The Johannesburg Central Business District, commonly called Johannesburg CBD, is one of the main business centres of Johannesburg, South Africa. It is the densest collection of skyscrapers in Africa, however, due to white flight and urban blight, many of the buildings are unoccupied as tenants have left for more secure locations in the Northern Suburbs, in particular Sandton and Rosebank. There are significant movements to revive the area.

== History ==

The area that is currently the Central Business District has been the central area of Johannesburg nearly since its inception. Its central location in the city as well as careful planning led to it being chosen as the best location for residential and commercial development, especially during the economically prosperous 1960s and 1970s. Many large commercial products were completed in this period, such as the Carlton Centre, the tallest building in Africa for 46 years (currently the fifth tallest).

Under apartheid, the Central Business District was classified as a whites-only area, meaning that black people were allowed to work and shop there but could not live there. Application of the Group Areas Act became very lax in the 1980s, among other things because courts were not able to handle all the cases, and when the Act was abolished even more disadvantaged black people moved into the City Centre, often taking over whole buildings by overfilling them with people that the previous middle-class white tenants found unacceptable neighbours.
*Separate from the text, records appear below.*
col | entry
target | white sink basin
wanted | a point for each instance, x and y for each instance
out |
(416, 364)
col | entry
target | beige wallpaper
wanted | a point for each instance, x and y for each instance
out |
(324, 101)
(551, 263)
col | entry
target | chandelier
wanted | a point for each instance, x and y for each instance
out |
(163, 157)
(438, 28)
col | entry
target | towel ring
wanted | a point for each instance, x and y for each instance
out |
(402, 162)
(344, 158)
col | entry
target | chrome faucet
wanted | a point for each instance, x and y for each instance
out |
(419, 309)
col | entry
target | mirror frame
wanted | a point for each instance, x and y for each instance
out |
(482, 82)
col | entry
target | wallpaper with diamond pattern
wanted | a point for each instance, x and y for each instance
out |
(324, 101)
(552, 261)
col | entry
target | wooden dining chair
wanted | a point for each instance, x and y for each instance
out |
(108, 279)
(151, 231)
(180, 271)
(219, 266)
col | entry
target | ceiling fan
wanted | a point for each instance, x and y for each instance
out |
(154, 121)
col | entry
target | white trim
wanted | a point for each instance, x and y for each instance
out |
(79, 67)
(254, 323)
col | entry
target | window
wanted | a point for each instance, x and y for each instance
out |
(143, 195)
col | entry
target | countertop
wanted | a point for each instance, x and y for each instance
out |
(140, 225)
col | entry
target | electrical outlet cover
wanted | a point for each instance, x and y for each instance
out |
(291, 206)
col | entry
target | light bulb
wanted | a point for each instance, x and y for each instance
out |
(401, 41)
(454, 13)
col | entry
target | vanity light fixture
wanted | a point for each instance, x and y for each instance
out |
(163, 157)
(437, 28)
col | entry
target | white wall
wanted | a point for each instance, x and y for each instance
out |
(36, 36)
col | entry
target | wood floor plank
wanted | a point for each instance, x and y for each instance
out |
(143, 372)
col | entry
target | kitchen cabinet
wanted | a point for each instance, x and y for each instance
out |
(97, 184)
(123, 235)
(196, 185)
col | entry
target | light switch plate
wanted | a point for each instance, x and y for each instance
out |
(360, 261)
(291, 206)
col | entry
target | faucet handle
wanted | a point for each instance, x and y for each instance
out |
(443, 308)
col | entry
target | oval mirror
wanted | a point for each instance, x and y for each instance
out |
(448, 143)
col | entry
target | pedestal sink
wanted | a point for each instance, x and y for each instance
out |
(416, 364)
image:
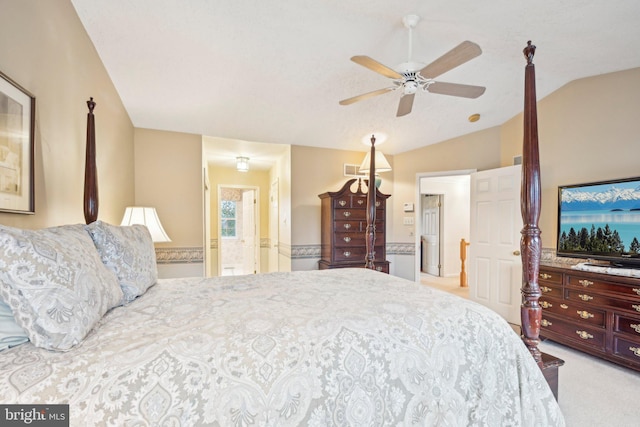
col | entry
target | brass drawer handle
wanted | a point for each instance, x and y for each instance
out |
(585, 282)
(584, 335)
(584, 314)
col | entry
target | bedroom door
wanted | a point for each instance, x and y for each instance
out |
(495, 266)
(250, 246)
(431, 234)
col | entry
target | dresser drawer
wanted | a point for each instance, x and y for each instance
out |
(627, 324)
(549, 276)
(572, 311)
(350, 239)
(581, 282)
(350, 214)
(358, 226)
(602, 300)
(551, 290)
(585, 335)
(355, 253)
(627, 349)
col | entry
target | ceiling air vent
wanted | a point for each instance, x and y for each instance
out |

This is not only true of previously established residential areas such as Hillbrow on the periphery of the CBD but also of former office blocks in the heart of the CBD, that were converted to residential accommodation as businesses fled the centre in the late-1980s and 1990s. A crime wave swept through the city as businesses left the CBD, which made walking around the area dangerous. Many businesses and people fled the Central Business District and surrounding areas such as Braamfontein, Hillbrow, and Yeoville for more secured houses or offices in the Northern Suburbs.
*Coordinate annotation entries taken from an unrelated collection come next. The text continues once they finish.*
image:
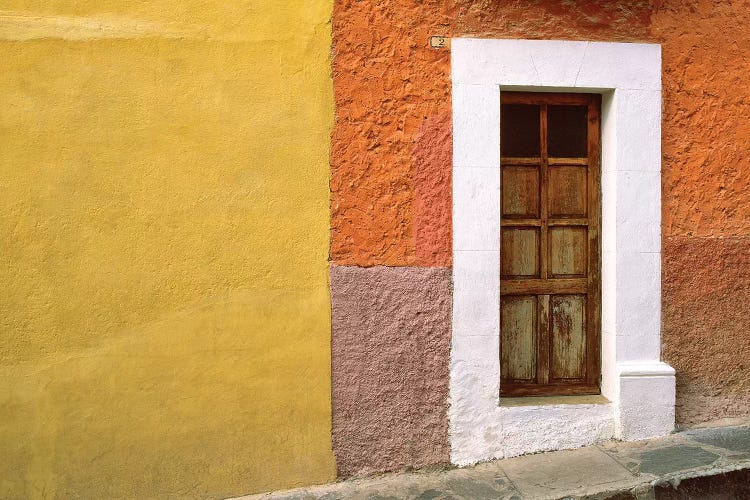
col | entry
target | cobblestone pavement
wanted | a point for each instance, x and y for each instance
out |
(711, 461)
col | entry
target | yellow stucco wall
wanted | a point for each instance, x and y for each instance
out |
(164, 308)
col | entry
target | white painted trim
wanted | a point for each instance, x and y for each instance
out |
(639, 386)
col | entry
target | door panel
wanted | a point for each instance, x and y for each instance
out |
(520, 252)
(549, 250)
(519, 329)
(567, 251)
(520, 191)
(568, 337)
(567, 196)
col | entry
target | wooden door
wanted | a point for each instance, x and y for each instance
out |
(550, 244)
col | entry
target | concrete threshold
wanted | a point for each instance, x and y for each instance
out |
(710, 461)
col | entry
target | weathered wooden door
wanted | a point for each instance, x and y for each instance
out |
(550, 244)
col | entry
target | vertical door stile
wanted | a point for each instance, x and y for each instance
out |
(543, 346)
(593, 303)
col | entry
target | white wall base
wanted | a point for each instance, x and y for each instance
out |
(640, 387)
(646, 402)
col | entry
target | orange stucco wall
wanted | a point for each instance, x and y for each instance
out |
(391, 155)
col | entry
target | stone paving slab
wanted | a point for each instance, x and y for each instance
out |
(682, 465)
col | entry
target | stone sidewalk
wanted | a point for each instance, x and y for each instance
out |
(712, 461)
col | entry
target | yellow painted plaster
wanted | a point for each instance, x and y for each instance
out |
(164, 308)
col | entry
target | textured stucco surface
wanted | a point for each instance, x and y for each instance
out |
(391, 88)
(707, 325)
(390, 348)
(164, 309)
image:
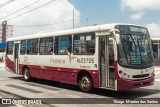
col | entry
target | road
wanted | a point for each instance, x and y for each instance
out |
(69, 93)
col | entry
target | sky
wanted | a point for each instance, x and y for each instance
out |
(58, 14)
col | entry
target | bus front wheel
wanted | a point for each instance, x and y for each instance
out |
(26, 74)
(85, 83)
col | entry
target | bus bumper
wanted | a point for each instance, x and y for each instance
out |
(123, 84)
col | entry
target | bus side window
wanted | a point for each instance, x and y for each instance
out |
(46, 46)
(84, 44)
(32, 47)
(10, 48)
(63, 45)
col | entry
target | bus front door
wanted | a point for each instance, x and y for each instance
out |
(16, 60)
(107, 69)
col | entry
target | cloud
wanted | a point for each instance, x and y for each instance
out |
(140, 6)
(58, 13)
(137, 16)
(154, 30)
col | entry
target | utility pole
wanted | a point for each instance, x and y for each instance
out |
(4, 26)
(73, 18)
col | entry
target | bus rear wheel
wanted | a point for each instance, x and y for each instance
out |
(85, 83)
(26, 74)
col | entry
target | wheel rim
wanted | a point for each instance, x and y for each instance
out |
(85, 84)
(26, 74)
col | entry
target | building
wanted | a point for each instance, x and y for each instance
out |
(9, 32)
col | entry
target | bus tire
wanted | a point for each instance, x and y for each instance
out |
(85, 83)
(26, 74)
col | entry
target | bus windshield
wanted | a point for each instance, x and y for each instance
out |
(135, 49)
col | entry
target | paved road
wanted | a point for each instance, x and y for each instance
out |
(47, 89)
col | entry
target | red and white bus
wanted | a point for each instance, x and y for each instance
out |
(111, 56)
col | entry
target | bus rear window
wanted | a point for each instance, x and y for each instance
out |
(10, 48)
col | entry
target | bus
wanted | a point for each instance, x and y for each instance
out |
(109, 56)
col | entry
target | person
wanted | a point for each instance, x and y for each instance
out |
(69, 50)
(51, 51)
By the late 1990s, the Central Business District was a no-go zone and a virtual ghost town. All its former glory was lost, and the city was shattered by the loss of the Carlton Hotel. The situation has improved since. The provincial government of Gauteng is based in the CBD as are several large banks.

== Gentrification ==
There have been significant movements to redevelop the city centre. The Johannesburg city government installed CCTV cameras all over the Central Business District, which decreased crime dramatically. Several historical buildings have also been developed and turned into condominiums, which developers hope will draw new residents to the area. The process of gentrification and redevelopment is ongoing as of 2016.